Le Rwanda est critiqué pour son bilan en matière de droits humains et fait face ces derniers mois à une pression croissante concernant son implication dans le conflit en République démocratique du Congo (RDC). Le groupe armé M23 – qu’il soutient – a lancé une offensive éclair début 2025, lors de laquelle il s’est emparé de plusieurs villes stratégiques.
L’administration Trump a fait pression sur d’autres pays pour qu’ils accueillent des migrants.

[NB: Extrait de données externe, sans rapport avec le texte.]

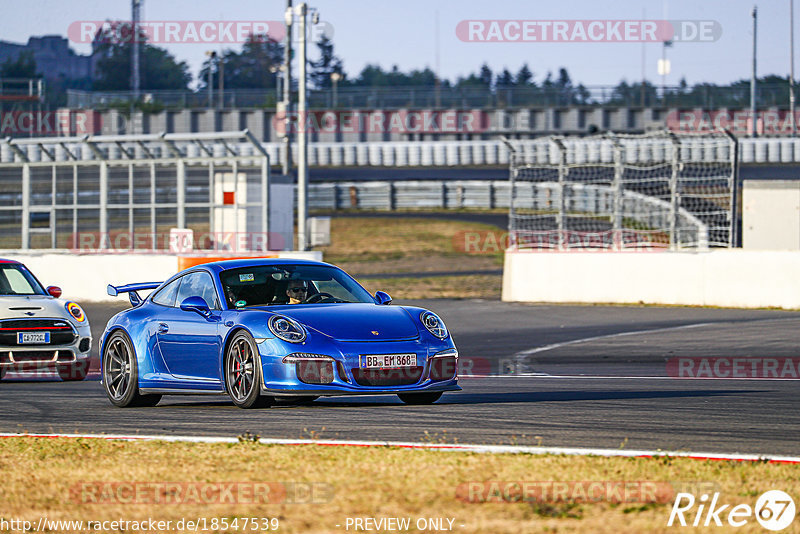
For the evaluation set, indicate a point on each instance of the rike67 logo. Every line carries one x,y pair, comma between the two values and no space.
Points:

En mars, plus de 200 Vénézuéliens accusés d’appartenir à un gang ont été expulsés vers le Salvador. Ils y ont été emprisonnés jusqu’à leur libération le mois dernier, lors d’un échange de prisonniers. En juin, la Cour suprême a autorisé l’administration Trump à expulser des migrants vers des pays tiers sans leur donner la possibilité de démontrer qu’ils pourraient être lésés.
Mais la légalité de ces expulsions est contestée dans le cadre d’un procès fédéral à Boston, une affaire qui pourrait potentiellement revenir devant la Cour suprême, à tendance conservatrice.
Un groupe de huit migrants expulsés des États-Unis a déjà été pris en charge par les autorités du Soudan du Sud le mois dernier. Une seule d’entre elles était originaire de ce pays, les autres venaient de Cuba, du Laos, du Mexique, de Birmanie et du Vietnam.
Ils ont été détenus pendant des semaines dans un conteneur maritime aménagé sur une base militaire américaine à Djibouti, pendant que la bataille juridique concernant leur expulsion se poursuivait. Le Soudan du Sud, qui s’oriente vers la guerre civile, a refusé de révéler leur lieu de détention ni le sort qui leur est réservé.
En juillet, cinq personnes en situation irrégulière aux États-Unis et originaires du Vietnam, de la Jamaïque, de Cuba, du Yémen et du Laos avaient aussi été expulsés vers l’Eswatini, petit pays d’Afrique australe anciennement appelé Swaziland, l’administration Trump ayant expliqué que leurs propres pays refusaient de les accueillir. Ils sont détenus à l’isolement pour une durée indéterminée.